Plans to divert the export of coal from China to other countries like India, Japan and South Korea are afoot after China says it is considering a ban
lans to divert the export of coal from China to other countries like India, Japan and South Korea are afoot after China says it is considering a ban.
China is reportedly considering the outlaw of imports of some grades of lower calorific value coal because these types of coal create high pollution.
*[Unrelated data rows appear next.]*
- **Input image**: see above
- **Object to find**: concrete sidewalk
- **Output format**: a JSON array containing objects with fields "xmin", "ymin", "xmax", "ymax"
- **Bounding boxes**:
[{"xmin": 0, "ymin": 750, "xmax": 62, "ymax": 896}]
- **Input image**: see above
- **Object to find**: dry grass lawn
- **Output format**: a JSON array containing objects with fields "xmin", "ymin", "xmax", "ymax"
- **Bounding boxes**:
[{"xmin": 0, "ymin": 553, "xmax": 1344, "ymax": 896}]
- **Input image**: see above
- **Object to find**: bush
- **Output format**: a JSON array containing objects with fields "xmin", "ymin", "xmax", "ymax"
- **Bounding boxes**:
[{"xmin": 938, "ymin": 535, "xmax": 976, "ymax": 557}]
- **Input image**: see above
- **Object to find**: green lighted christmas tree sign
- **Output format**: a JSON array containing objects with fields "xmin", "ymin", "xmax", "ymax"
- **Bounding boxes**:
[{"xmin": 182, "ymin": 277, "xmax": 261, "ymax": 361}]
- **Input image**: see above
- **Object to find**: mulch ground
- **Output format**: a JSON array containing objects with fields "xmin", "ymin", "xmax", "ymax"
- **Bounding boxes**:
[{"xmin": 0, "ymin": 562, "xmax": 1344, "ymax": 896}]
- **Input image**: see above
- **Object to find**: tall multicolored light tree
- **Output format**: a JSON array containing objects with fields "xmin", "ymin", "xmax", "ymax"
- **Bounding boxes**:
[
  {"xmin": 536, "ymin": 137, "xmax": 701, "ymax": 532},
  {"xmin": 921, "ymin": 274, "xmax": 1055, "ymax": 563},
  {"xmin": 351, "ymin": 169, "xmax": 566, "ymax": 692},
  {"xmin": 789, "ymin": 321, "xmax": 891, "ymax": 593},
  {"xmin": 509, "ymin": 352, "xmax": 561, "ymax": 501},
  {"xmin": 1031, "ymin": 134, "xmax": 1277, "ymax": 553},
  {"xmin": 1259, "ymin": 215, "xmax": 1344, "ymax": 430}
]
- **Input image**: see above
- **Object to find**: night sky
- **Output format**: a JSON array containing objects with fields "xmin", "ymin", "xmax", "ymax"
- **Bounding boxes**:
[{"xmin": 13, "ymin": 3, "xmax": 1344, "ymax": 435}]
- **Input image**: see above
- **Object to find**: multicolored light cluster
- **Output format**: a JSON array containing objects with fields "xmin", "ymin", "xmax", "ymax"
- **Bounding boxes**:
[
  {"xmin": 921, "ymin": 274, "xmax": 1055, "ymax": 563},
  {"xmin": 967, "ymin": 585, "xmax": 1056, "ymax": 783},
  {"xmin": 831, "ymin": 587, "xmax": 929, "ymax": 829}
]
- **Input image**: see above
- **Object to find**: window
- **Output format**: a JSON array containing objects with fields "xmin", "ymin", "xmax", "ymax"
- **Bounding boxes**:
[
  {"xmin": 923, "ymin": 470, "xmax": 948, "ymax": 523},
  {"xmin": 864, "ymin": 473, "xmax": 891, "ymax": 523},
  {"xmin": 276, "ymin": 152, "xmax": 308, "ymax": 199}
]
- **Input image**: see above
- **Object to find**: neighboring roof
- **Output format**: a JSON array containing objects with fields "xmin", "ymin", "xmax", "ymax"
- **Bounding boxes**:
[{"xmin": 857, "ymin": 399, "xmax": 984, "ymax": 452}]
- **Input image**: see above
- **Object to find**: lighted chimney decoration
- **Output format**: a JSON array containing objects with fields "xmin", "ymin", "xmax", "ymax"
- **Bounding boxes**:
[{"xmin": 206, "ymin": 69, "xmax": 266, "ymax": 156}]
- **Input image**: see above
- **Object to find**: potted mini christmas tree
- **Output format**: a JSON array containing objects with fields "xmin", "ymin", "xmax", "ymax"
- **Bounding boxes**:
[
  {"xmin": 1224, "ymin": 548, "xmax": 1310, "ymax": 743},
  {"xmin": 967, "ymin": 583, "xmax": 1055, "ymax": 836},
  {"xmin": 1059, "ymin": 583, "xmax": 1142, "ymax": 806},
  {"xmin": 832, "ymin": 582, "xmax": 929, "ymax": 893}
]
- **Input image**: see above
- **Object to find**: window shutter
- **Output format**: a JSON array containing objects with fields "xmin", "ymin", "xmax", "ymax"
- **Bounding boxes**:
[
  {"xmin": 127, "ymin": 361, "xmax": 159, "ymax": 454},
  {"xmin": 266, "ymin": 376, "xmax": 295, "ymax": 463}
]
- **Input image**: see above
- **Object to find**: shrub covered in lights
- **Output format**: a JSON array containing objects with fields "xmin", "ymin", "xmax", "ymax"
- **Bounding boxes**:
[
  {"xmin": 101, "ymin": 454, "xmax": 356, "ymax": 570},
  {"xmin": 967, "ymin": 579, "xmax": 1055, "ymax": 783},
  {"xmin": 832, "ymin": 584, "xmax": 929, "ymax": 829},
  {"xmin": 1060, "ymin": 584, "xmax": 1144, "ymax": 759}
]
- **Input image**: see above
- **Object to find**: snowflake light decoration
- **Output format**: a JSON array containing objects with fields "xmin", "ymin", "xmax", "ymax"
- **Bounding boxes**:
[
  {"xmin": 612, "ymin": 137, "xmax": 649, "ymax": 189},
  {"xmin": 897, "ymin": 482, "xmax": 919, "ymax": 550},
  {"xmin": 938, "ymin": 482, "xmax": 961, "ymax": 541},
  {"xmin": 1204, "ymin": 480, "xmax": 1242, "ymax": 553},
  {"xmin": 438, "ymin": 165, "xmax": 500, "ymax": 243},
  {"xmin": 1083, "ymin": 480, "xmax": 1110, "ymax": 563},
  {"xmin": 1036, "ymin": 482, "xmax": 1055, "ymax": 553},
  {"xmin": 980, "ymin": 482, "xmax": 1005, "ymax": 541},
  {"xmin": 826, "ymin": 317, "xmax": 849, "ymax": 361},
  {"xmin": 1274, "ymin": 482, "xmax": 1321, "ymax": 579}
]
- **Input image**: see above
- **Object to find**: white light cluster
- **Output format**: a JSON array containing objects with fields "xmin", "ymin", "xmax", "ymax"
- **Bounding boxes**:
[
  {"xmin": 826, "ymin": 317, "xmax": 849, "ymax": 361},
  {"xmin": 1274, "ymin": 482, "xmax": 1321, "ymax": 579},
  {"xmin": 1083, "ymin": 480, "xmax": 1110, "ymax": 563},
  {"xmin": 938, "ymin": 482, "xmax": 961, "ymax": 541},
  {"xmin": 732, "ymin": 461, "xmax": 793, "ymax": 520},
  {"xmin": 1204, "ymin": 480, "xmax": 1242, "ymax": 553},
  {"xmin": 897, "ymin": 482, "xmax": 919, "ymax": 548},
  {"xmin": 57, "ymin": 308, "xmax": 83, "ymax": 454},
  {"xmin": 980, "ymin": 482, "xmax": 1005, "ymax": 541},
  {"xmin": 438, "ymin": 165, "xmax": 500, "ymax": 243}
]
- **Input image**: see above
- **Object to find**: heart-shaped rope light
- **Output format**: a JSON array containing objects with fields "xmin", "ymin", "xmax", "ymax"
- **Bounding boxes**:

China's decision, if implemented, would hurt Indonesia's coal producers.
Energy and Mineral Resources Minister Jero Wacik said in Bali on Monday that the government would increase coal exports to other countries, look for new markets and encourage domestic consumption.
'Every country has the right to make policies that protect their [national] interests. They [China] are not our sole market,' he said on the sidelines of the 19th CoalTrans Asia conference at the Bali International Convention Center
in Nusa Dua, Bali.
He added that his office would increase the capacity of domestic coal consumers, including Indonesia's state-owned electricity firm PT PLN, through its policies.
Speaking at the same event, ICMA executive director Supriatna Suhala said India, Sri Lanka, Bangladesh and Vietnam could be potential markets for Indonesian coal to address the surplus 45 million tons of coal should China go ahead with its import ban.
Supriatna said India, which consumed 90 million tons of Indonesian thermal coal last year, would need more coal to feed its power plants to be built in the future.
Last year, China imported 90 million tons of thermal coal from Indonesia; almost 30 percent of the latter's exported coal. Half of the 90 million tons were lower-rank coal.
With consumption of 3.4 billion tons of coal last year, China had to import 200 million tons to complement its own production of 3.2 billion tons.
Outdoor air pollution in China has bit a worrying level that contributed to 1.2 million premature deaths in 2010, according to a scientific study first presented in December in The Lancet, a British medical journal.
According to the study on leading causes of death worldwide, the figure contributed 40 percent to the global total.